We resumed trying to leave the state, confident we’d find a gap to slip through. We followed signs to not-too-far places like Woonsocket or Portsmouth or Albany, caught in a groove, running the same roads smooth. He recited facts about Massachusetts from a brochure he’d picked up in the movie theater.
“Bigger than Israel by land mass,” he said. “Albania, too.”
One night we went east, thinking we’d escape by sea. We drove through a neighborhood at the end of the continent that seemed abandoned, with no lights on in any windows or cars in any driveway. Colin asked if I’d like to save some money. I said the houses looked haunted. Colin said we were basically ghosts ourselves. I had no real argument for that.
He took my husband’s crowbar from the trunk and pried a board off a window. He was inside so long I worried he’d succumbed to the house’s dubious structural integrity or squatters. I considered leaving and calling Lily, taking it all back. Then he reappeared and I un-considered it.
He brought me in through what was once a kitchen. Our flashlight caught glimpses of crushed beer cans and snow drifts. We sneezed. The ground floor had a similar layout to the apartment I’d shared with my husband, the rooms likewise sized and ordered. Colin swept aside debris to reveal stained hardwood. As I shucked off my coat my husband’s pearl slipped out from a crumpled pocket into a gap between the floorboards. I grasped after it, then watched it go, rolling rolling clack clop clack and gone.

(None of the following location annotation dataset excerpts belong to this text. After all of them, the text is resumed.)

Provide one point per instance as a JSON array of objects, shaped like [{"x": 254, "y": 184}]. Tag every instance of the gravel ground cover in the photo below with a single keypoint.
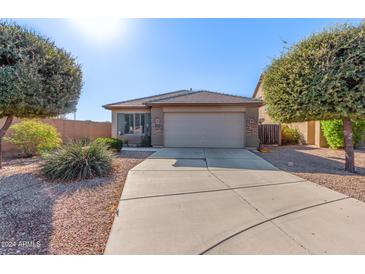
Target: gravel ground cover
[
  {"x": 40, "y": 217},
  {"x": 323, "y": 166}
]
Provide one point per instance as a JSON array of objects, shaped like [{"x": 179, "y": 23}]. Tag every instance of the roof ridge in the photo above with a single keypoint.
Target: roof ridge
[
  {"x": 146, "y": 97},
  {"x": 171, "y": 97},
  {"x": 200, "y": 91},
  {"x": 227, "y": 94}
]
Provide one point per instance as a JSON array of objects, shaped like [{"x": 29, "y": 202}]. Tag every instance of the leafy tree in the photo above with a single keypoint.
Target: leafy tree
[
  {"x": 37, "y": 79},
  {"x": 321, "y": 78},
  {"x": 333, "y": 132},
  {"x": 34, "y": 137}
]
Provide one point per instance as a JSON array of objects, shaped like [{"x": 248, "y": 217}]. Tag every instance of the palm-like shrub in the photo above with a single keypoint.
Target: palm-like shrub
[
  {"x": 33, "y": 137},
  {"x": 333, "y": 132},
  {"x": 76, "y": 162},
  {"x": 289, "y": 136}
]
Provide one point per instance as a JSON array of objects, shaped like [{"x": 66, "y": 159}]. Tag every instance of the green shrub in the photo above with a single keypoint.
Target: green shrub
[
  {"x": 33, "y": 137},
  {"x": 75, "y": 162},
  {"x": 289, "y": 136},
  {"x": 146, "y": 141},
  {"x": 84, "y": 141},
  {"x": 110, "y": 143},
  {"x": 333, "y": 132}
]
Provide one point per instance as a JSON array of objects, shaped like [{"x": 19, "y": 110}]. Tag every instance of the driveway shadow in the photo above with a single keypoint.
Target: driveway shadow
[{"x": 305, "y": 160}]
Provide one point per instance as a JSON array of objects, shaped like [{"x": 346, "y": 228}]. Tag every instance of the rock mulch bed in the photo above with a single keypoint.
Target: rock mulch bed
[
  {"x": 40, "y": 217},
  {"x": 323, "y": 166}
]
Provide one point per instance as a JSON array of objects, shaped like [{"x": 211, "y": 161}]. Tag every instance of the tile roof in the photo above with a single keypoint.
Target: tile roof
[
  {"x": 204, "y": 97},
  {"x": 185, "y": 97},
  {"x": 140, "y": 102}
]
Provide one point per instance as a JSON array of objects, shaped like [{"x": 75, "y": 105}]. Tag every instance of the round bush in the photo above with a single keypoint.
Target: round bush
[
  {"x": 33, "y": 137},
  {"x": 333, "y": 132},
  {"x": 289, "y": 136},
  {"x": 110, "y": 143},
  {"x": 75, "y": 162}
]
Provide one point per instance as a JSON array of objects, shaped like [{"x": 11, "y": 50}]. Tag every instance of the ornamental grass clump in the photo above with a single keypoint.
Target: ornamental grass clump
[{"x": 77, "y": 162}]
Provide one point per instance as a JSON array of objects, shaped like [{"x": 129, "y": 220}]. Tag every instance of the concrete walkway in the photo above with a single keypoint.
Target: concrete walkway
[{"x": 230, "y": 201}]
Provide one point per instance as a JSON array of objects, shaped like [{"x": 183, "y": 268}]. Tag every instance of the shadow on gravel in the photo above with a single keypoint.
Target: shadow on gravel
[
  {"x": 308, "y": 163},
  {"x": 27, "y": 211}
]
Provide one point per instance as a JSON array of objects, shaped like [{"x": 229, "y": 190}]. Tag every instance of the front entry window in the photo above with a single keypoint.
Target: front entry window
[
  {"x": 128, "y": 123},
  {"x": 134, "y": 123}
]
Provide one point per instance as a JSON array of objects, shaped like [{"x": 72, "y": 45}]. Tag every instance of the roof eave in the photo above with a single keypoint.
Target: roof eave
[
  {"x": 253, "y": 103},
  {"x": 109, "y": 107}
]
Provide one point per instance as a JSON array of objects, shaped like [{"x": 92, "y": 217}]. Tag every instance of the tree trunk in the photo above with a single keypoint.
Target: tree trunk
[
  {"x": 3, "y": 130},
  {"x": 349, "y": 146}
]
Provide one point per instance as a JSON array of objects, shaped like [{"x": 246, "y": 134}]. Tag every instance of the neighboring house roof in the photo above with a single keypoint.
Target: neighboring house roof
[
  {"x": 140, "y": 102},
  {"x": 257, "y": 87},
  {"x": 185, "y": 97}
]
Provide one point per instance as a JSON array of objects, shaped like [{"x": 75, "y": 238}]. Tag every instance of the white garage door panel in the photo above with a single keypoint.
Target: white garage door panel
[{"x": 204, "y": 130}]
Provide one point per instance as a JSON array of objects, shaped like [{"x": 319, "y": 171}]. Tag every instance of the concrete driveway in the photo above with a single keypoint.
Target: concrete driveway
[{"x": 230, "y": 201}]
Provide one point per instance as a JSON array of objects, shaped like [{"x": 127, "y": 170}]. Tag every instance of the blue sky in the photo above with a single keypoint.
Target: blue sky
[{"x": 128, "y": 58}]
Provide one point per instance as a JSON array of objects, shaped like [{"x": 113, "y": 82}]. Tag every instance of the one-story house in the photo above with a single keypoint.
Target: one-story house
[
  {"x": 310, "y": 131},
  {"x": 187, "y": 118}
]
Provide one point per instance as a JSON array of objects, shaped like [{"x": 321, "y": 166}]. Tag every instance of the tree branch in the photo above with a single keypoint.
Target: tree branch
[{"x": 4, "y": 129}]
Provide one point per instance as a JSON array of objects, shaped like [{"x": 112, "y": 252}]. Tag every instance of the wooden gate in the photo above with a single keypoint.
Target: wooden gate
[{"x": 269, "y": 134}]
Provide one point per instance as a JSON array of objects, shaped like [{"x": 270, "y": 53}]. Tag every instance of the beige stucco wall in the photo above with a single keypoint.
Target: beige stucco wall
[
  {"x": 320, "y": 140},
  {"x": 157, "y": 127},
  {"x": 132, "y": 139},
  {"x": 157, "y": 121}
]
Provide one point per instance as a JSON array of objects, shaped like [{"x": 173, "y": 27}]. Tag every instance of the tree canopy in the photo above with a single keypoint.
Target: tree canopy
[
  {"x": 320, "y": 78},
  {"x": 37, "y": 79}
]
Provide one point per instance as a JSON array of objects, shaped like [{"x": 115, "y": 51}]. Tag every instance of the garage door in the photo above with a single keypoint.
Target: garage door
[{"x": 204, "y": 130}]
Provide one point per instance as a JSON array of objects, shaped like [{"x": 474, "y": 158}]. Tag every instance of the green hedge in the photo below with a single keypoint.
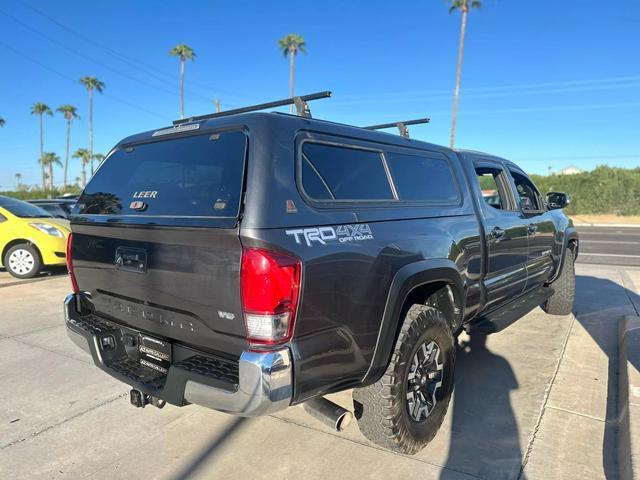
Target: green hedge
[
  {"x": 607, "y": 190},
  {"x": 31, "y": 193}
]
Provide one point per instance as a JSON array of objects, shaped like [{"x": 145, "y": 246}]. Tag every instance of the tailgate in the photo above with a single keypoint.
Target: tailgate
[
  {"x": 156, "y": 241},
  {"x": 180, "y": 284}
]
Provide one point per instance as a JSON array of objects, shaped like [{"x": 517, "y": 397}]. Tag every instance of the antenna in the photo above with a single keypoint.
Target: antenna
[
  {"x": 401, "y": 126},
  {"x": 300, "y": 102}
]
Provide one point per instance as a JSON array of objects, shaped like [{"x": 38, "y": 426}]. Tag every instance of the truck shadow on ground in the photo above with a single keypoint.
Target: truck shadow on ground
[{"x": 485, "y": 439}]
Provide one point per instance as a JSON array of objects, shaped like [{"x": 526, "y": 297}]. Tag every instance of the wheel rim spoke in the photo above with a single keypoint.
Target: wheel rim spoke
[
  {"x": 424, "y": 380},
  {"x": 21, "y": 261}
]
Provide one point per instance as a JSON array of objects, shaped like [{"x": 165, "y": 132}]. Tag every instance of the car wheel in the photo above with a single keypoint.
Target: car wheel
[
  {"x": 561, "y": 302},
  {"x": 405, "y": 408},
  {"x": 23, "y": 261}
]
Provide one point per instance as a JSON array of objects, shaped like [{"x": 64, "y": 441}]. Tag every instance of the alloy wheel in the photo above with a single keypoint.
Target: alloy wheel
[
  {"x": 424, "y": 380},
  {"x": 21, "y": 261}
]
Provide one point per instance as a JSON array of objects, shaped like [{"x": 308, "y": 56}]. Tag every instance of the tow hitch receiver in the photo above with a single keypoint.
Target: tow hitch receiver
[{"x": 140, "y": 399}]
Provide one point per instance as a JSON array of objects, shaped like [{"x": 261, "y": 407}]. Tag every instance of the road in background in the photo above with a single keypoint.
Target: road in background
[{"x": 609, "y": 245}]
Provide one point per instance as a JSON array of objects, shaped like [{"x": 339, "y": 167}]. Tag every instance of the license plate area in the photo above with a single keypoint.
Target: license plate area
[{"x": 154, "y": 353}]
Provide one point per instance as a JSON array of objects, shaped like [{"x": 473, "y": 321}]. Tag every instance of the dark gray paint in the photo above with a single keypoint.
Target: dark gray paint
[{"x": 352, "y": 293}]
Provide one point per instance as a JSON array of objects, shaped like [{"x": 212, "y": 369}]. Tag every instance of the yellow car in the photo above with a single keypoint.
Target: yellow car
[{"x": 30, "y": 238}]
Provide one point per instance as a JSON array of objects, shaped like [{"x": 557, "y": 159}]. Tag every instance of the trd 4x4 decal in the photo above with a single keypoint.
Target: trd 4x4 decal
[{"x": 324, "y": 235}]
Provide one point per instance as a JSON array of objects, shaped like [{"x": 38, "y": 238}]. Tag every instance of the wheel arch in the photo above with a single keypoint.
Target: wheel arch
[{"x": 434, "y": 282}]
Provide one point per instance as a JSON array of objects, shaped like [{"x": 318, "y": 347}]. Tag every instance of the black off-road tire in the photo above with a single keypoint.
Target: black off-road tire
[
  {"x": 382, "y": 409},
  {"x": 561, "y": 302},
  {"x": 28, "y": 258}
]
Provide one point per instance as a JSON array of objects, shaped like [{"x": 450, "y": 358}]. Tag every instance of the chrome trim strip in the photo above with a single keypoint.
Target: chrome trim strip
[{"x": 265, "y": 386}]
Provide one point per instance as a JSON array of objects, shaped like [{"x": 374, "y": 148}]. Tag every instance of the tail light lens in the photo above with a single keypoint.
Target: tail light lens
[
  {"x": 72, "y": 275},
  {"x": 270, "y": 284}
]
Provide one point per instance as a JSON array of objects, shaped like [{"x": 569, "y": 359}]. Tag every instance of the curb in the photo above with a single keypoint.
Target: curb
[
  {"x": 613, "y": 225},
  {"x": 629, "y": 397}
]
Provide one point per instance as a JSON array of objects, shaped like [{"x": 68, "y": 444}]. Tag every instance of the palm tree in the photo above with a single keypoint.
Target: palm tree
[
  {"x": 463, "y": 6},
  {"x": 41, "y": 109},
  {"x": 91, "y": 84},
  {"x": 70, "y": 112},
  {"x": 184, "y": 53},
  {"x": 290, "y": 45},
  {"x": 85, "y": 157},
  {"x": 49, "y": 159},
  {"x": 99, "y": 158}
]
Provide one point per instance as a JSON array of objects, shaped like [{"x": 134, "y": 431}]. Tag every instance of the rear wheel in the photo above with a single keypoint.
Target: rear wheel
[
  {"x": 561, "y": 302},
  {"x": 23, "y": 261},
  {"x": 405, "y": 408}
]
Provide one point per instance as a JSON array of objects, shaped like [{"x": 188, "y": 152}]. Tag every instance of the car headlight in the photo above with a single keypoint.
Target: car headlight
[{"x": 48, "y": 229}]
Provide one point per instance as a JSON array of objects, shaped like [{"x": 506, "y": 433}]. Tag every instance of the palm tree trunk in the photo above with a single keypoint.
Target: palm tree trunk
[
  {"x": 91, "y": 127},
  {"x": 292, "y": 55},
  {"x": 44, "y": 182},
  {"x": 66, "y": 160},
  {"x": 182, "y": 87},
  {"x": 456, "y": 93}
]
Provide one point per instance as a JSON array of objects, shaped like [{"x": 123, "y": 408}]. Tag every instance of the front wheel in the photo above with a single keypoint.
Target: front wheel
[
  {"x": 22, "y": 261},
  {"x": 405, "y": 408},
  {"x": 561, "y": 302}
]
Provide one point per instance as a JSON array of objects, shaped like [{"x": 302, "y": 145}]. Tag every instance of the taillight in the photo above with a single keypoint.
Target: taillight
[
  {"x": 72, "y": 275},
  {"x": 270, "y": 284}
]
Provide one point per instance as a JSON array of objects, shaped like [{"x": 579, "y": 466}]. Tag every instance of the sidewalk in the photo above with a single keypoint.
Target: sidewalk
[
  {"x": 536, "y": 401},
  {"x": 577, "y": 435}
]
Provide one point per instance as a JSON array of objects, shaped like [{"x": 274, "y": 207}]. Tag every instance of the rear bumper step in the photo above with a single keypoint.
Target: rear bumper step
[{"x": 258, "y": 383}]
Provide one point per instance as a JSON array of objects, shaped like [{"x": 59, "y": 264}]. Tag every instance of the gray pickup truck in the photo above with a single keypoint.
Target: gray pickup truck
[{"x": 248, "y": 262}]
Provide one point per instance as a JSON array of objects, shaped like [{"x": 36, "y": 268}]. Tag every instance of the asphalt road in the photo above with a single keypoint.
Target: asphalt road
[{"x": 609, "y": 245}]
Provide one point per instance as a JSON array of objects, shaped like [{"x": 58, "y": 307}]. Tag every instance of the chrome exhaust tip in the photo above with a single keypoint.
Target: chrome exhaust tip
[{"x": 329, "y": 413}]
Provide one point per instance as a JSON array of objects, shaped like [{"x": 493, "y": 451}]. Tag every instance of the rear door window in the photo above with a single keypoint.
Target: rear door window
[
  {"x": 344, "y": 173},
  {"x": 422, "y": 178},
  {"x": 194, "y": 176}
]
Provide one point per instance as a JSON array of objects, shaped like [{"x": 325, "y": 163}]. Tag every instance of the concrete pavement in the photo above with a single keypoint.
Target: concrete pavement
[{"x": 538, "y": 400}]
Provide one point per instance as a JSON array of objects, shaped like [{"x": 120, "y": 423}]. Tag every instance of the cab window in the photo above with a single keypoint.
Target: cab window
[
  {"x": 527, "y": 193},
  {"x": 492, "y": 184}
]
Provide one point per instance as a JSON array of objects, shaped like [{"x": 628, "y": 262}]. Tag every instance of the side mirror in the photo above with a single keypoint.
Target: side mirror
[
  {"x": 557, "y": 200},
  {"x": 525, "y": 203}
]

I slid into the coarse polyester sleeping bag shell beside Colin. We fit nicely. I felt an unknown but imminent transition, a sea change. We were so close to the water.
Colin reorganized himself against me. “I figured out how you did it,” he said. “Your husband. It wasn’t poison. It was much more sophisticated, far more subtle, this weapon of love. But don’t worry. Your secret’s safe with me.”